The case You request a contract from the municipality
  1. State

    The constitution gives you the right

    The Freedom of the Press Act makes the authorities' documents official. The main rule is openness, and every exception requires support in the Public Access to Information and Secrecy Act.

  2. EU

    The EU drives open data

    The open data directive requires that public data can be reused, ideally through APIs. Digg coordinates Sweden's data portal.

    Point of influence

    The data portal is open to all, whether you are building an app or just curious.

  3. Municipality

    You email the registrar

    You write to the municipality's registrar and ask for the contract with the cleaning company. You do not have to give your name or purpose, and the request must be handled promptly.

    Point of influence

    This is the whole threshold: an email. Describe the document as precisely as you can.

  4. Municipality

    The municipality reviews for secrecy

    A public official reviews whether anything in the contract is protected by secrecy, for example trade secrets. The rest must be handed out, sometimes with a few lines redacted.

  5. State

    A no can be appealed

    If you are refused, you have the right to a written decision that can be appealed to the administrative court of appeal.
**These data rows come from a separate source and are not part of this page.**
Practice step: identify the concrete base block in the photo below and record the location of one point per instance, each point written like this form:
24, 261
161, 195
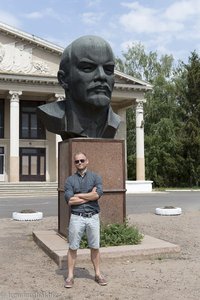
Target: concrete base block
56, 247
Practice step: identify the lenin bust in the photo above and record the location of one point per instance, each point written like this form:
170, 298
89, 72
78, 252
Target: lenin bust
86, 73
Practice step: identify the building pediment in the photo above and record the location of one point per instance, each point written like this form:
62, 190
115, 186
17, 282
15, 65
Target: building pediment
25, 54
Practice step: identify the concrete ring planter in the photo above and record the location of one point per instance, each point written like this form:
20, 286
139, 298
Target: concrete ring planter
172, 211
27, 216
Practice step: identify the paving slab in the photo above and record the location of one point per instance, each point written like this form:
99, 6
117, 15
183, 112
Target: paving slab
56, 247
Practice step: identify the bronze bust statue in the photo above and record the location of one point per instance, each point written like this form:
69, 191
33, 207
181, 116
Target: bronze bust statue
86, 73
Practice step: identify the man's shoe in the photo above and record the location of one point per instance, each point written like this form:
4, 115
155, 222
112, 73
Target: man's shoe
69, 283
100, 280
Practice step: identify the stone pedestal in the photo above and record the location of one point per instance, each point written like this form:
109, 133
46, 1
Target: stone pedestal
106, 158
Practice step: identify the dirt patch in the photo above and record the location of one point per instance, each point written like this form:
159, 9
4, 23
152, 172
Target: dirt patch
26, 272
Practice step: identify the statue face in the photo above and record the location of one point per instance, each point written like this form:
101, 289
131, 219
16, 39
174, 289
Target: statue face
91, 75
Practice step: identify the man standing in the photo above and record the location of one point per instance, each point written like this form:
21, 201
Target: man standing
82, 191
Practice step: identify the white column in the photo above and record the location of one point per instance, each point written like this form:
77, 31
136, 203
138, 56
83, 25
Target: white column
14, 135
140, 161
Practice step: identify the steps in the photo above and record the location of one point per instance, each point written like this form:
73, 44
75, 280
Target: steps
10, 189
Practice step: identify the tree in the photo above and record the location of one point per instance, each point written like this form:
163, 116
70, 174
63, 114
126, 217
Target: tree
188, 91
161, 123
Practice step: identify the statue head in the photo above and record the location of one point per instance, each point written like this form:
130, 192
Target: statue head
87, 71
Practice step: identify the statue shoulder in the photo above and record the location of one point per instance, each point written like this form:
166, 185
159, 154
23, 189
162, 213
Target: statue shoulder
54, 109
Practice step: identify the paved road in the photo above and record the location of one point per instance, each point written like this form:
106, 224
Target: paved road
135, 203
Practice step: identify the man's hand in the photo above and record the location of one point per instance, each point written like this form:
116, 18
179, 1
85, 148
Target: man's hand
84, 197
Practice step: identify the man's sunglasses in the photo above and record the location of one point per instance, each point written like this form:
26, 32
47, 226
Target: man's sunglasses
79, 161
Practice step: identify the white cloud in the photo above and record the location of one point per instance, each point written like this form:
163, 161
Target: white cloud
9, 19
183, 10
91, 18
141, 19
93, 2
49, 12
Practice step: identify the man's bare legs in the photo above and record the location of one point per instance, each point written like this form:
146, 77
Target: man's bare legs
71, 260
95, 258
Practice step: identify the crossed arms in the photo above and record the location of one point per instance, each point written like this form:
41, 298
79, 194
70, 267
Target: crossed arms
83, 197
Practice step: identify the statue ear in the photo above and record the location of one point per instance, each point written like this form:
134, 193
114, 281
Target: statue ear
62, 79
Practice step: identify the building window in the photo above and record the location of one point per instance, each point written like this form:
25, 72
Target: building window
30, 125
1, 118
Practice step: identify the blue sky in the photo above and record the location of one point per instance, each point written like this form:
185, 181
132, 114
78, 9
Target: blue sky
165, 26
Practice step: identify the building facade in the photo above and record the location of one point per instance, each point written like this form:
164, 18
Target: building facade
28, 78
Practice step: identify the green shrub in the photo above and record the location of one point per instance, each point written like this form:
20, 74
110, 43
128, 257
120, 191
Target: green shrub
116, 235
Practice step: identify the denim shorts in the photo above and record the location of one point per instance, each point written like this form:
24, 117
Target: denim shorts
79, 225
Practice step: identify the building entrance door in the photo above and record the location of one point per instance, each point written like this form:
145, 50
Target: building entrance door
32, 164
The Parliamentary Ombudsman (JO) can examine whether the handling dragged on.

    Point of influence

    Always ask for an appealable decision if refused. The appeal is free.

  6. Your everyday life

    The contract is on the kitchen table

    You can compare price and requirements with the neighbouring municipality's contract, write a letter to the editor or put a question to the council. Openness becomes valuable only when someone uses it.

The journey looks the same in reverse: what has been built came the same way, through the same decisions. Whoever knows where the decisions are made also knows where they can be changed.

Questions to discuss

  1. Which document in your municipality would you request if the threshold is just an email?

  2. What should be secret at a public agency, and who should decide that?

  3. How does power change when data lies open to everyone instead of in an archive?

  4. Where is the line between the citizen's insight and the official's space to work?

  5. Who uses the openness most today, and who ought to?

Glossary

Allmän handling
A document kept at a public agency that you as a rule have the right to read.
Diarium
The agency's register of incoming and produced documents, often searchable online.
Registrator
The function at an agency that receives, registers and hands out documents.
Sekretess
A statutory exception from openness, for example for medical records or trade secrets.
Öppna data
Public information published in formats that anyone is free to reuse.
API
A technical interface that lets programs fetch data directly, for example from an agency's database.

Footnotes

1) This is an estimate of how decision-making power over the issue is split between the municipality, the region, central government and the EU, based on how responsibility is divided in legislation. A teaching guide, not an exact measurement.